I was trying to use wmain
for simple test code to practice with WCS strings (not MBCS), but I'm consistently getting error, while can't find out why.
Here is my code.
#include <iostream>
#include <stdio.h>
using namespace std;
int wmain(int argc, wchar_t * argv[])
{
for (int i = 1; i < argc; i++) {
fputws(argv[i], stdout);
fputws(L"\n", stdout);
}
return 0;
}
And it gives the error message.
c:/mingw/bin/../lib/gcc/mingw32/6.3.0/../../../libmingw32.a(main.o):(.text.startup+0xa0): undefined reference to `WinMain@16' collect2.exe: error: ld returned 1 exit status
Why does it crash? I cannot find out why this error comes up.
wmain
is a Visual C++ language extension for handling UTF-16 encoded command line arguments in Windows.

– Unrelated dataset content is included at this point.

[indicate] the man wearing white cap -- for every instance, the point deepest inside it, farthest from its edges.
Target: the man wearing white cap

It is however supported by modern MinGW g++, the compiler you're using, via option -municode
.
For a compiler that doesn't support it you can easily write a few lines' standard main
that calls Windows' GetCommandLineW
and CommandLineToArgvW
, and then calls a wmain
function.
Example of a standard main
that calls wmain
, as sketched above:
#ifdef USE_STD_MAIN
#include <stdlib.h> // EXIT_...
#include <windows.h> // GetCommandLineW, CommandLineToArgvW
#include <memory> // std::(unique_ptr)
auto main()
-> int
{
int n_args;
wchar_t** p_args = CommandLineToArgvW(GetCommandLineW(), &n_args );
if( p_args == nullptr )
{
return EXIT_FAILURE;
}
const auto cleanup = []( wchar_t** p ) { LocalFree( p ); };
try
{
std::unique_ptr<wchar_t*, void(*)(wchar_t**)> u( p_args, cleanup );
return wmain( n_args, p_args );
}
catch( ... )
{
throw;
}
}
#endif
The purpose of the try
-catch
that doesn't seem to do anything, is to guarantee that calls of destructors of local variables like u
here, is done for a call to wmain
.
Disclaimer: I just wrote that code. It's not been extensively tested.